To show the effects of bit errors on decompressed images, we used image *Mandrill* compressed at 0.66 bit/pixel as an example. We corrupted the transmitted data at BERs of  $10^{-3}$  and  $2\times10^{-2}$ . In order to prevent error propagation in decoding JPEG-coded images (as a result of using entropy codes), we used the (73,45) error-correcting code mentioned above, reducing the effective bandwidth for the image data by approximately 40%. Figure 22 shows decompressed images under such channel conditions. At the BER of  $10^{-3}$  (Figure 22 (a) and (c)), no noticeable artifact caused by channel error is present, indicating that the error-correcting code is quite effective in correcting random bit errors at this rate. The JPEG image, however, displays lower quality because less bandwidth was available for transmitting compressed image data. At the BER of  $2\times10^{-2}$ , the subband/PVQ image (Figure 22 (b)) can still be recognizable with reasonable quality, though bit errors cause ringing artifacts, locally distorting the image. In the JPEG image (Figure 22 (d)), bit errors become very noticeable when synchronization bits are corrupted, causing total block loss.
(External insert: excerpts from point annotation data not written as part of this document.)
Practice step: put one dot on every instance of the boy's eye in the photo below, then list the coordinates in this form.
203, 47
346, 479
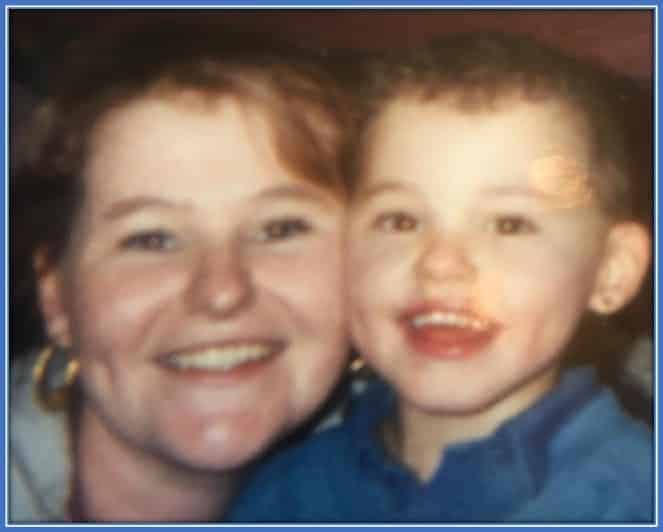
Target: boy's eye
282, 229
395, 222
512, 225
150, 241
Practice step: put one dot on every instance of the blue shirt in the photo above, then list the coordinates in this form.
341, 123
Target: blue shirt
574, 456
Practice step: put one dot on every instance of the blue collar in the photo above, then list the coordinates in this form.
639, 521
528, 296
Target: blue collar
522, 441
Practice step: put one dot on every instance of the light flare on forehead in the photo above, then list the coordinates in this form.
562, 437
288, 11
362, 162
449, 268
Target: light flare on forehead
562, 179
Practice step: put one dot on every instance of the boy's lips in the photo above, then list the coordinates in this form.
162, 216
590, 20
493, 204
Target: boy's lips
444, 332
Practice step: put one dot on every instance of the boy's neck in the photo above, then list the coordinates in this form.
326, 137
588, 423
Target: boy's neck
418, 438
114, 482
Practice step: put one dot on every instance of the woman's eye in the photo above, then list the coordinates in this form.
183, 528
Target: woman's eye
513, 225
150, 241
396, 222
283, 229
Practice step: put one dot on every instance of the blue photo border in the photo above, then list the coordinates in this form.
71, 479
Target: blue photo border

As for the quality of compressed *video*, when the BER approaches 10<sup>-3</sup>, the random loss of blocks in JPEF-coded video sequences becomes evident, causing a flickering that makes it difficult to view details of the video. With the subband/PVQ video, increasing bit errors cause increased blurriness and wavering artifacts, but most of the video detail remains distinguishable for BERs past 10<sup>-2</sup>.

We attribute the resiliency of our algorithm to the following factors:

- The fixed-rate nature of our algorithm prevents error propagation and eliminates the need for resynchronization.
- 2. Subband decomposition compacts most image information to the lowest-frequency subband, where PCM is used to encode each pixel, limiting the effects of bit errors to a small region.
- 3. Error-resilient index enumeration helps improve image quality by up to 3 dB compared to random indexing under high BER conditions [5].

In summary, we demonstrate an entirely fixed-rate compression scheme based on subband/PVQ that exceeds the compression performance of the variable-rate JPEG standard and delivers consistent image quality over a wide range of channel error conditions.



**Figure 22**. Compressed *Mandrill* at 12:1 (0.66 bit/pixel) with BERs at 10<sup>-3</sup> and 2×10<sup>-2</sup>: (a) and (b) were encoded using the subband/PVQ algorithm, while (c) and (d) were encoded using JPEG with the (73, 45) block code.